Got to the top and was rewarded with some magnificent views of the glacier along with some information about why no calving for awhile because the overhang is gone. Of course I’m thinking that I’m past the worst. Oh, child, you are so cute when you’re naive! At this point the park has taken pity on the poor souls and put up stretch after stretch of cabled sections. I do wonder how in the hell they got those rock anchors and cables UP there but I’m glad they did. Probably only the illusion of security but as Trollope’s Lady De Croursey would say, I did not need to be reminded of the beggar’s ability to choose. I hung on to those things as if my life depended on it which, actually, it did. If I did that stretch a few more times I’d have a grip that could crack macadamia nuts!

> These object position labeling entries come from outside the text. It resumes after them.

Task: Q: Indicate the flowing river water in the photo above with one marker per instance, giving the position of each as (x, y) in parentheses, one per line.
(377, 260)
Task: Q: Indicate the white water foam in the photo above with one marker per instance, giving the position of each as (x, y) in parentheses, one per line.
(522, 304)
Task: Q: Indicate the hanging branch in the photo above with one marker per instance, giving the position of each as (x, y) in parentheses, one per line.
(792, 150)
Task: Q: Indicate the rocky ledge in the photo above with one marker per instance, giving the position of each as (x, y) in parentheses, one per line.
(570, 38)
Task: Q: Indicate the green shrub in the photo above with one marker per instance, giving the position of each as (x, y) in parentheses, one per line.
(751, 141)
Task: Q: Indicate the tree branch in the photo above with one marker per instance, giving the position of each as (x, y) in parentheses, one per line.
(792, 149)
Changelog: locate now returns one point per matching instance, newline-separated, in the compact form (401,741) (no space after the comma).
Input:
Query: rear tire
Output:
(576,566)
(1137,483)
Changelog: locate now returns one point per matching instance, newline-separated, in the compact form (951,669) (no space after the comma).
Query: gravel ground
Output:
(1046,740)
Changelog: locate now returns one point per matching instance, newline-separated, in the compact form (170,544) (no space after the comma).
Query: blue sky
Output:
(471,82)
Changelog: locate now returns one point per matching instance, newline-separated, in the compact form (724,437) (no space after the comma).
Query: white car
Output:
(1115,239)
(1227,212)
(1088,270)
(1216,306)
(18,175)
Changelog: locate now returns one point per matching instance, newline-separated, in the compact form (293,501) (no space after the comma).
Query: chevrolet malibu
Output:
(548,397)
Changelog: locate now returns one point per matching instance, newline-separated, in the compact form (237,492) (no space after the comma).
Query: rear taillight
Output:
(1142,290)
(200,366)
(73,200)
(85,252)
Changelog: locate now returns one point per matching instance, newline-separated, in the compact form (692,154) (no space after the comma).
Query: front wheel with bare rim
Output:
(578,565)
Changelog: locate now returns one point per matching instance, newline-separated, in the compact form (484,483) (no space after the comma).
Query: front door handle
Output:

That’s when I overheard our guide mutter that in about five minutes we were about to get very wet. Remember, RAIN forest. The cloud ceiling had sunk dramatically and the helicopters had stopped flying. Que the special effects and bring on the rain. We were given the option of five more minutes of climbing with no views, the world being socked in by rain and fog,or heading back now. There might have been those in the group who wanted more death-defying experiences but I used my authoritative instructor voice and said “down.” Apparently a couple of weeks of retirement hasn’t diminished the power of the professorial tone.
Down it was and yes,that included all those terrifying cabled stretches again, this time down which is much harder and yes, it was raining and the wet rocks were now little creeks. Thank you Black Diamond poles, those puppies are the only reason I’m alive to write this memoir. By the way, when your survival expert guide is going slowly you know it’s treacherous footing. Just in case we didn’t take the hint she stopped and pointed to a spot where she announced that we needed to be careful because three of her hikers had fallen off the mountain at that spot. No need to tell me that twice! No cable in that stretch but I clung to each hand hold like a lichen to a stone.
Finally gentler slopes where all you had to worry about were wet roots and loose rocks on a mission to humiliate the unaware then back in the van where I took a selfie showing the joy of one who has escaped death and can’t quite believe their luck.
Back to the ship to shed wet clothes and hiking gear and onto shore to be a serious tourist for a couple of hours by which I mean buying t-shirts and avoiding aggressive gem salesmen. My best decision of the day? An hour in the hot tub with the jets slamming my quads. Today yes, a little sore, mostly my triceps but glad I made the hike even though the fact that I successfully made the hike doesn’t mean my skills were equal to the task–it means the denim covering my butt was.